In the present study, a sample of postmenopausal women from Southern Brazil presenting no evidence of clinical disease was stratified according to the presence or absence of low-grade inflammation as a non-conventional marker for cardiovascular risk. Those with hs-CRP levels < 3 mg/L had better anthropometric, metabolic, and hormonal profiles than women with hs-CRP levels ≥3 mg/L. Sedentary lifestyle and high-carbohydrate dietary intake were associated with central adiposity and metabolic syndrome, and contributed to low-grade chronic inflammation and risk of CVD in this sample, even after adjustment for potential confounders, including age and duration of menopause.

We observed an association between hs-CRP, body fat, and WC. These results corroborate data described in previous studies.[6] [24] In fact, adipocyte hypertrophy can cause hypoxia, stimulating the activation of intracellular NF-κB, which plays a key role in regulating immune response and induces production of tumor necrosis factor-α (TNF-α) and interleukins (IL) and, consequently, an increase in hs-CRP.[20] [24] This is the possible mechanism for increased levels of hs-CRP and inflammatory cytokines, such as IL-6 and TNF-α, among obese individuals, and may explain why these increases correlate positively with BMI.[25]
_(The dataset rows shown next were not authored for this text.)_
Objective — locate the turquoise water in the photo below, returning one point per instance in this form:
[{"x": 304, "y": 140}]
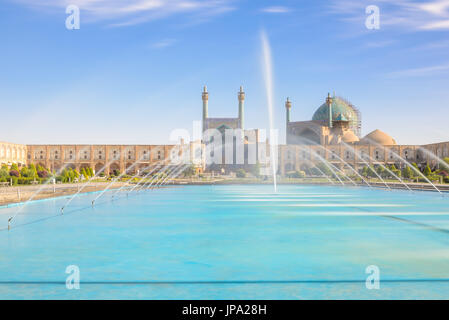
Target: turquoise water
[{"x": 230, "y": 242}]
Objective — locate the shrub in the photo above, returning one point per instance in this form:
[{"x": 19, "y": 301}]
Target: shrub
[
  {"x": 407, "y": 172},
  {"x": 240, "y": 173},
  {"x": 14, "y": 173},
  {"x": 427, "y": 171},
  {"x": 42, "y": 174}
]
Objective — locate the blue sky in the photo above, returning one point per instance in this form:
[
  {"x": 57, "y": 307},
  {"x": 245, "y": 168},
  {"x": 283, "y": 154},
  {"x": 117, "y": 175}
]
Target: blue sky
[{"x": 134, "y": 70}]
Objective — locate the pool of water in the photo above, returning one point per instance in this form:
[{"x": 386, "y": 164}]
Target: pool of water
[{"x": 230, "y": 242}]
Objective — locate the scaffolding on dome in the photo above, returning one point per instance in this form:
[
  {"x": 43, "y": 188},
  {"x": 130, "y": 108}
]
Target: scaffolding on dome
[{"x": 357, "y": 125}]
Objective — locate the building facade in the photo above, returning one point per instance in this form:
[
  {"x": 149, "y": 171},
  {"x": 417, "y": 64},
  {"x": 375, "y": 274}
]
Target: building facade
[{"x": 333, "y": 136}]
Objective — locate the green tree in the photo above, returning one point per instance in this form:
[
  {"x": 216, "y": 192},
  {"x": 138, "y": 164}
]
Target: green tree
[
  {"x": 240, "y": 173},
  {"x": 32, "y": 171},
  {"x": 84, "y": 173},
  {"x": 15, "y": 167},
  {"x": 365, "y": 172},
  {"x": 407, "y": 172},
  {"x": 427, "y": 171},
  {"x": 190, "y": 171},
  {"x": 25, "y": 172},
  {"x": 255, "y": 170}
]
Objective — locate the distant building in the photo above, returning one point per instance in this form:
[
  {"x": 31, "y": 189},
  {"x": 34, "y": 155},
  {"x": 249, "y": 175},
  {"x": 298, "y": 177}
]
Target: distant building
[{"x": 333, "y": 136}]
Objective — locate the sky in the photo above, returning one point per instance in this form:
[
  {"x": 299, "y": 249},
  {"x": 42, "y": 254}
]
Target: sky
[{"x": 134, "y": 70}]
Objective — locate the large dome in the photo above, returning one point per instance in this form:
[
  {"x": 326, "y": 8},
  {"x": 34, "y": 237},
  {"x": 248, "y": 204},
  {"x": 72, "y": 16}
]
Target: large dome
[
  {"x": 378, "y": 137},
  {"x": 339, "y": 108}
]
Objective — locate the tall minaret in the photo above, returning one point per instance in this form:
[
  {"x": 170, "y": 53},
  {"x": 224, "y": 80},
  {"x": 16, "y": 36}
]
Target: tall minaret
[
  {"x": 205, "y": 97},
  {"x": 288, "y": 106},
  {"x": 329, "y": 109},
  {"x": 241, "y": 96}
]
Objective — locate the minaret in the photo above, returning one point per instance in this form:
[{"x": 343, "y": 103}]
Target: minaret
[
  {"x": 205, "y": 97},
  {"x": 241, "y": 96},
  {"x": 288, "y": 106},
  {"x": 329, "y": 109}
]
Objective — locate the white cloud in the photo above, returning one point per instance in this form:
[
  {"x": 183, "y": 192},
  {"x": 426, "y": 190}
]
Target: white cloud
[
  {"x": 438, "y": 25},
  {"x": 405, "y": 14},
  {"x": 275, "y": 9},
  {"x": 129, "y": 12},
  {"x": 163, "y": 43},
  {"x": 420, "y": 72}
]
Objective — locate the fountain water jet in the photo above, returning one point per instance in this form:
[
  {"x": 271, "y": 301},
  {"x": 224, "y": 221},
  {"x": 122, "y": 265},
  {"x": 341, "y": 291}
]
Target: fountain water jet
[{"x": 268, "y": 75}]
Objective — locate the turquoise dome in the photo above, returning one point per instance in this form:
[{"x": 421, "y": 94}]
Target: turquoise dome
[
  {"x": 340, "y": 110},
  {"x": 339, "y": 107}
]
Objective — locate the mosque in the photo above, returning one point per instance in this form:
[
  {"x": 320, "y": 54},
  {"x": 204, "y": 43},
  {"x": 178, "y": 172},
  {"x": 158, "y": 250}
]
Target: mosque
[{"x": 333, "y": 135}]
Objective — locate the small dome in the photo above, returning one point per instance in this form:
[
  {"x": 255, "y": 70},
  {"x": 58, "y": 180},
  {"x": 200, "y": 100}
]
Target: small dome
[
  {"x": 350, "y": 137},
  {"x": 378, "y": 137}
]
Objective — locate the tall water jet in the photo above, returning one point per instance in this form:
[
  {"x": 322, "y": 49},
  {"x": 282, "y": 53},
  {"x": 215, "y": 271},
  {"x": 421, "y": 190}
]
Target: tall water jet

Studies with postmenopausal women have also shown an increased prevalence of insulin resistance, which is related to an adverse profile of weight and body fat distribution.[11] [26] [27] In the present study, beyond higher circulating concentrations of glucose and insulin, as well as HOMA-IR, we found a higher LAP index in women with hs-CRP ≥3 mg/L. These data extend previous results obtained by our research group, in which postmenopausal women stratified by LAP > 34.5 also had higher levels of hs-CRP, suggesting an increased risk of cardiovascular disease.[14]

Regarding lipoprotein metabolism, we observed an association of hs-CRP ≥3 mg/L with lower HDL-c and higher TG levels, but not with total cholesterol and LDL-c levels. These changes may be related to insulin resistance, which was more prevalent in the hs-CRP ≥3 mg/L group. A similar result was observed by Moreto et al,[28] who reported higher levels of HDL-c and lower levels of TG in Brazilian adults with hs-CRP < 3 mg/L in comparison to adults with hs-CRP > 3 mg/L.

Being physically active (in this study, defined as walking ≥6 thousand steps per day) was inversely associated with hs-CRP levels, confirming the results of studies with younger[29] or obese women populations[30] that also reported an inverse relationship between inflammation and physical activity. The mechanisms involved with the beneficial effect of exercise seem to be related to the cytokines produced by muscle cells, which could exert a protecting role against chronic diseases associated with low-grade inflammation, including improvement on endothelial function and nitric oxide synthesis.[31]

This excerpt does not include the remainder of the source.